I-κBɛ undergoes degradation upon exposure to CS. (a) Effect of CSE on I-κB in A549 cells. Cells were treated with 2% CSE for different time periods (as indicated) and harvested. Whole-cell extracts were prepared and examined for I-κBɛ and I-κBα by western blotting. Tubulin serves as loading control. (b) Effect of I-κBα super repressor on CS-induced NF-κB activity. A549 cells were transiently transfected with a plasmid construct that expresses I-κBα super repressor (I-κBα^s) along with a NF-κB reporter construct and a lacZ construct. After 24 h of transfection, cells were treated either with 2% CSE or with LPS (1 μg/ml) for 60 min or left untreated (control). Cell extracts were prepared and tested for luciferase activity. Results were normalized for transfection efficiencies with respect to beta galactosidase activity. Result represents the mean ±s.d. of three independent experiments. (c) Interaction of c-Rel with p50 and I-κBɛ in A549 cells. Cells were treated either with 2% CSE for 60 min or left untreated. Cell extracts were prepared and immunoprecipitations were performed using anti-c-Rel antibody. Immunoprecipitates were analyzed for I-κBɛ and p50 by western blotting. The panel marked with star (_^*) sign shows the immunoglobulin heavy-chain band. Bottom panel shows the input. (d) Time-dependent loss of I-κBɛ from c-Rel upon CSE-treatment.

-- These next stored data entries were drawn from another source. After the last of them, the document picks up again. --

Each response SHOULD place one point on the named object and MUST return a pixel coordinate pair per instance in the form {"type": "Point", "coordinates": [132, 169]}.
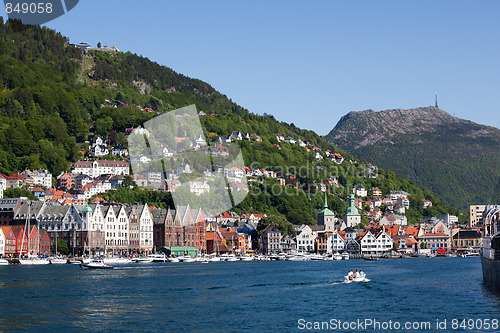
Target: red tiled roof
{"type": "Point", "coordinates": [432, 234]}
{"type": "Point", "coordinates": [15, 176]}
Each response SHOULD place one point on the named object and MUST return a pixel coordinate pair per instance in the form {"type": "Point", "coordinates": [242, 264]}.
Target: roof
{"type": "Point", "coordinates": [434, 234]}
{"type": "Point", "coordinates": [270, 228]}
{"type": "Point", "coordinates": [411, 241]}
{"type": "Point", "coordinates": [325, 211]}
{"type": "Point", "coordinates": [351, 210]}
{"type": "Point", "coordinates": [413, 231]}
{"type": "Point", "coordinates": [100, 163]}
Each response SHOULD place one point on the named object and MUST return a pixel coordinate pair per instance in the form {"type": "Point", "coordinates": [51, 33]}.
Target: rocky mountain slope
{"type": "Point", "coordinates": [455, 158]}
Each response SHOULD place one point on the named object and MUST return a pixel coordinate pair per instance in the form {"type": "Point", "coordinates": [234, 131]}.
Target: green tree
{"type": "Point", "coordinates": [18, 192]}
{"type": "Point", "coordinates": [62, 247]}
{"type": "Point", "coordinates": [279, 222]}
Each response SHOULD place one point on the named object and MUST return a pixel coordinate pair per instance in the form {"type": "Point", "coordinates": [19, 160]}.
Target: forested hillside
{"type": "Point", "coordinates": [455, 158]}
{"type": "Point", "coordinates": [47, 117]}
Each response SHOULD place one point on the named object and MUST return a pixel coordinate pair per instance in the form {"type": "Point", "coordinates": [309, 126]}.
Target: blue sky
{"type": "Point", "coordinates": [311, 62]}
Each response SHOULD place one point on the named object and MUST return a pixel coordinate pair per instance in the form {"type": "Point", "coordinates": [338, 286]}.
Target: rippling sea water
{"type": "Point", "coordinates": [244, 296]}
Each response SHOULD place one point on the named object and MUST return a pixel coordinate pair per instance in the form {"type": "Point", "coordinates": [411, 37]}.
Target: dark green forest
{"type": "Point", "coordinates": [47, 113]}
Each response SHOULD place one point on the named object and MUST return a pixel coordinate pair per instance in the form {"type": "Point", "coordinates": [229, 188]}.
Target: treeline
{"type": "Point", "coordinates": [46, 117]}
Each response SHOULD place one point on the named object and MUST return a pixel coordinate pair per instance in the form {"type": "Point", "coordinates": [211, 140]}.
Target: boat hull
{"type": "Point", "coordinates": [90, 266]}
{"type": "Point", "coordinates": [491, 272]}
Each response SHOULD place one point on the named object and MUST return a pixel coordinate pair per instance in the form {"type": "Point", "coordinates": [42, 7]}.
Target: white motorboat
{"type": "Point", "coordinates": [356, 279]}
{"type": "Point", "coordinates": [186, 258]}
{"type": "Point", "coordinates": [316, 257]}
{"type": "Point", "coordinates": [40, 261]}
{"type": "Point", "coordinates": [34, 261]}
{"type": "Point", "coordinates": [58, 261]}
{"type": "Point", "coordinates": [158, 257]}
{"type": "Point", "coordinates": [142, 259]}
{"type": "Point", "coordinates": [232, 258]}
{"type": "Point", "coordinates": [117, 260]}
{"type": "Point", "coordinates": [298, 257]}
{"type": "Point", "coordinates": [96, 264]}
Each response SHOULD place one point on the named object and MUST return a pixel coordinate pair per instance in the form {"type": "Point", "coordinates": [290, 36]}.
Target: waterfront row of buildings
{"type": "Point", "coordinates": [113, 228]}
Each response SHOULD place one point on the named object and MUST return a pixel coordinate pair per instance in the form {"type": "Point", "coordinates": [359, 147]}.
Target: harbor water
{"type": "Point", "coordinates": [252, 296]}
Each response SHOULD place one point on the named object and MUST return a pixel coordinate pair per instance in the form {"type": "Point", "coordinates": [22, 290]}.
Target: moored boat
{"type": "Point", "coordinates": [158, 257]}
{"type": "Point", "coordinates": [490, 251]}
{"type": "Point", "coordinates": [96, 264]}
{"type": "Point", "coordinates": [142, 259]}
{"type": "Point", "coordinates": [337, 256]}
{"type": "Point", "coordinates": [116, 260]}
{"type": "Point", "coordinates": [58, 261]}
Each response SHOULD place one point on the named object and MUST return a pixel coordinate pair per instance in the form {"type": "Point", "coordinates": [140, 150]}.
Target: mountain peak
{"type": "Point", "coordinates": [446, 154]}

A549 cells were treated with 2% CSE for different lengths of time as indicated. Whole-cell extracts were prepared and immunoprecipitations were performed with mouse monoclonal anti-c-Rel antibody. Immunoprecipitates were analyzed by immunoblotting with rabbit polyclonal antibodies against I-κBɛ and c-Rel. (e) CS exposure induces I-κBɛ degradation in guinea pig lung. Guinea pigs were either exposed to CS for 4 days or left unexposed. Lung tissue extracts were analyzed for I-κBɛ and I-κBα by western blotting. Tubulin serves as loading control.

Figure 4

CSE-induced NF-κB activation requires IKK activity. (a) CSE activates IKK. A549 cells were treated with 2% CSE and harvested at different time points as indicated. Cell extracts were prepared and subjected to immunoprecipitation (IP) using anti-IKKγ anibody. Kinase assays were performed with the immunoprecipitates and purified recombinant substrates, either GST-I-κBɛ (1–27 aa) or GST-I-κBα (1–32 aa) in presence [γ-³²P]-ATP. The mixtures were separated by SDS–polyacrylamide gel electrophoresis. The gels were stained with Coomassie blue and autoradiograms were captured. I and III are autoradiograms, whereas II and IV are corresponding Coomassie-stained gels. (b) Downregulation of IKKβ inhibits CSE-induced I-κBɛ degradation. A549 cells were either transfected with pSuper (empty vector) or anti-IKKβ siRNA construct (si-IKKβ). Twenty-four hours after transfection, cells were treated with 2% CSE for different time periods as indicated. Cell extracts were analyzed by western blotting with antibodies against I-κBɛ, IKKβ and tubulin. (c) IKKβ downregulation impairs CSE-induced NF-κB activation. A549 cells transfected with either pSuper or si-IKKβ were treated with 2% CSE for 30 min and harvested. Nuclear extracts were analyzed by EMSA using radiolabeled NF-κB probe.

Figure 5

IKKβ activated by CS is different from LPS-activated IKKβ. A549 cells were transiently transfected with a NF-κB reporter construct, a lacZ construct and any one of the following: (i) wild-type IKKβ, (ii) mutant IKKβ (IKKβ S177A), (iii) mutant IKKβ (IKKβ S181A) and (iv) empty vector. After 24 h of transfection, cells were treated either with 2% CSE or with 1 μg/ml LPS for 60 min or left untreated (control). Cell extracts were prepared and tested for luciferase activity. Results were normalized for transfection efficiencies by beta galactosidase activity assay. Result represents the mean±s.d. of three independent experiments. RLU, relative luminescence unit.